After quite some time banging my head against the wall, I grabbed the source to dialog to look at their examples.
Their examples follow a pattern I have NOT been following; I’m now looking at this trying to understand WTF it does:
1 exec 3>&1
2 returntext=`$DIALOG --title "RANGE BOX" --rangebox "Please set the volume..." 0 60 0 123 5 2>&1 1>&3`
3 returncode=$?
4 exec 3>&-
so… ok.
Line 1 duplicates FD 1 (stdout) into FD 3. That’s usually so we can mess with FD 1 later on and still have a handle to stdout. Good so far.
Line 2 runs /usr/bin/dialog in a subshell, the options to dialog(1) are irrelevant here. I’m looking at the redirects.
“2>&1” duplicates FD 1 into FD 2, effectively throwing away the handle to the inherited /dev/stderr and forcing stderr output onto stdout. That’s a good thing because dialog(1) reports its results onto stderr by default to avoid messing with curses(3) output.
“1>&3” however, throws away stdout (FD 1), replacing it with FD 3 which is… already a copy of FD 1 ???
Line 3 is obvious.
Line 4 closes FD 3. Not sure that we need to bother, but OK, cleaning up behind ourselves is usually a good thing.

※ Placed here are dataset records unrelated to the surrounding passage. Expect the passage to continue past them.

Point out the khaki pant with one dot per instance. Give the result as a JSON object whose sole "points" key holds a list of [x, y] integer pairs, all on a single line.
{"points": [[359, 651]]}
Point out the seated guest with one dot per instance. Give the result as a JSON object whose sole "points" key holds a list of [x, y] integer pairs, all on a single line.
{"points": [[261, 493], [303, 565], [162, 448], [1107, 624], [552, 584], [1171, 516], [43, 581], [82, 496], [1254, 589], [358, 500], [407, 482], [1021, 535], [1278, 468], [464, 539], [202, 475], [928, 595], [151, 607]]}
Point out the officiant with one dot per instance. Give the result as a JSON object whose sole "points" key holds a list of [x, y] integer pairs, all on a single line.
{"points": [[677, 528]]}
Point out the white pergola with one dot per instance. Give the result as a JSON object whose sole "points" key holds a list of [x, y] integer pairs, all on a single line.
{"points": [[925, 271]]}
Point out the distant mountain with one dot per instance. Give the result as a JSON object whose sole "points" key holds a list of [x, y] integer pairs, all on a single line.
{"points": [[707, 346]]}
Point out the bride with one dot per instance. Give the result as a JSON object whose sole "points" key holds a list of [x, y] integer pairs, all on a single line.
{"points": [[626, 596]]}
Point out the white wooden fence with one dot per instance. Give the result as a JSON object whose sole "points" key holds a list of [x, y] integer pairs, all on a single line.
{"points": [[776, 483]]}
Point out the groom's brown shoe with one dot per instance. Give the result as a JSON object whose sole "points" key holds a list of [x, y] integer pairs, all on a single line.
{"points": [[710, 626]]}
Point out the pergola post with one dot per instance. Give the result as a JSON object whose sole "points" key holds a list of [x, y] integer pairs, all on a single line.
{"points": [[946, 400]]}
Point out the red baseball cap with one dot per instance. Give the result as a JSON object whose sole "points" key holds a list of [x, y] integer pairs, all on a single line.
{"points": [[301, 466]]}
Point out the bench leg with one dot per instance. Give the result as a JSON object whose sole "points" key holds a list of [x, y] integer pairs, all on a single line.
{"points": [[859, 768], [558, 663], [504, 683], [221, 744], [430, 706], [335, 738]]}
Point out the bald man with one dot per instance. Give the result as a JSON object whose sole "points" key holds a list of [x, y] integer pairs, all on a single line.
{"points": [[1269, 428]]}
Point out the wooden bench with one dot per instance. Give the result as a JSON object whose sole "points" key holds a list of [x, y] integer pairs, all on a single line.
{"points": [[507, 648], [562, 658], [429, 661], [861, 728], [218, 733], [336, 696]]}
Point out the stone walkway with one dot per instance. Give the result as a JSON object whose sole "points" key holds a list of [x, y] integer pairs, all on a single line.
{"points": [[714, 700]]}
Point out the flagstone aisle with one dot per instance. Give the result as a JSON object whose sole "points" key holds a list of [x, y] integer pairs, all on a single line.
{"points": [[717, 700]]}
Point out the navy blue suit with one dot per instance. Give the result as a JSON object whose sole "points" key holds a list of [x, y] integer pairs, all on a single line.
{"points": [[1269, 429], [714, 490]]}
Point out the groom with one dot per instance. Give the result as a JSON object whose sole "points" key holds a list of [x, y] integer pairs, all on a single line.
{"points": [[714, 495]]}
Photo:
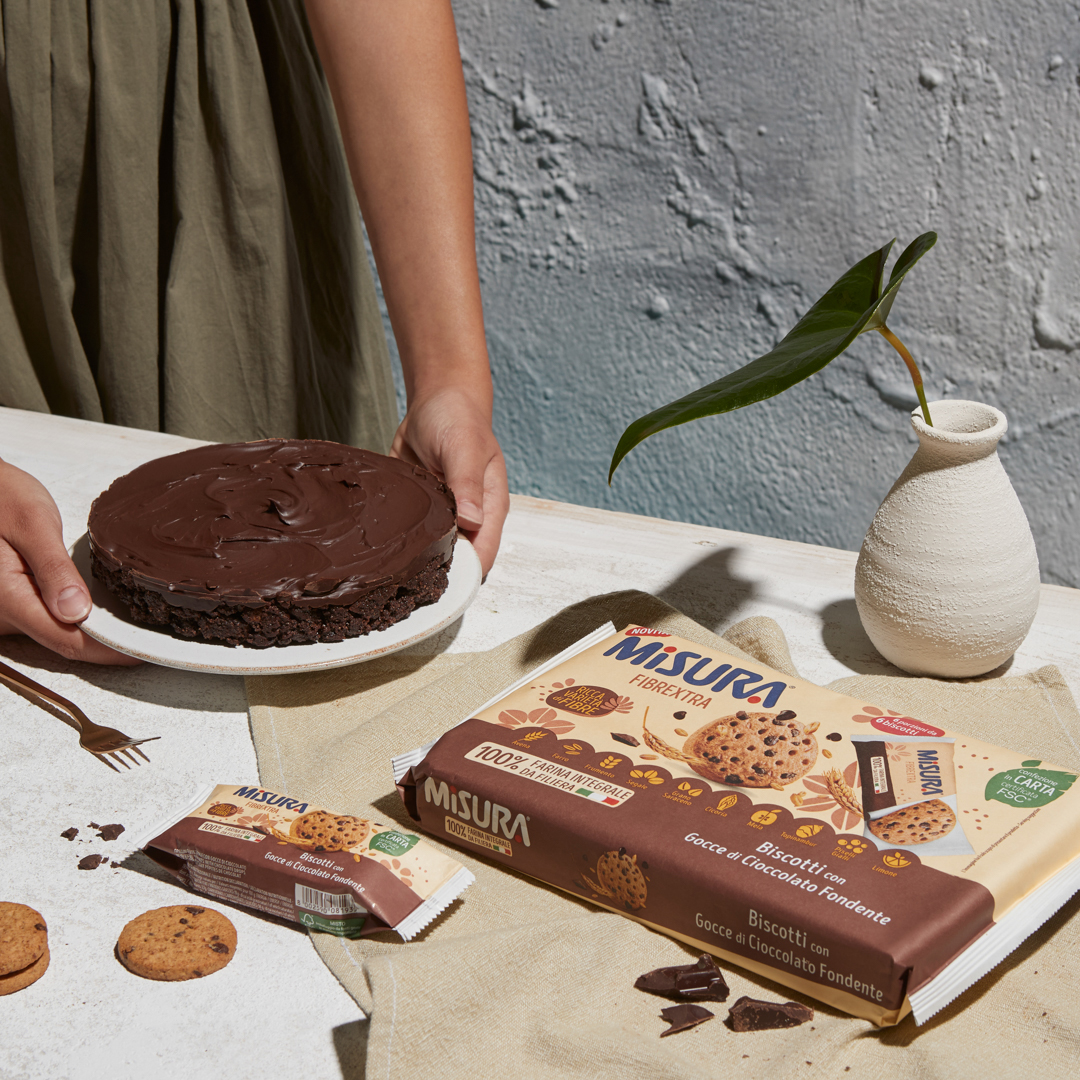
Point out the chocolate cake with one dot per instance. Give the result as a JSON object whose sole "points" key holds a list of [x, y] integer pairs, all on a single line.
{"points": [[275, 542]]}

I get the need for swapping stdin/stderr, as dialog(1) – well, really curses(3) - uses stdout to paint the screen, so dialog(1) spits its results out on stderr to avoid conflicting. If we’re in a subshell trying to capture that output, we need to grab it just as dialog(1) exits – and $() assignment only captures stdout.
But what’s the point of having FD 3 in this setup, if all we do is assign it to stdin inside the subshell and then forget about it?
Can anyone see what I’m missing here?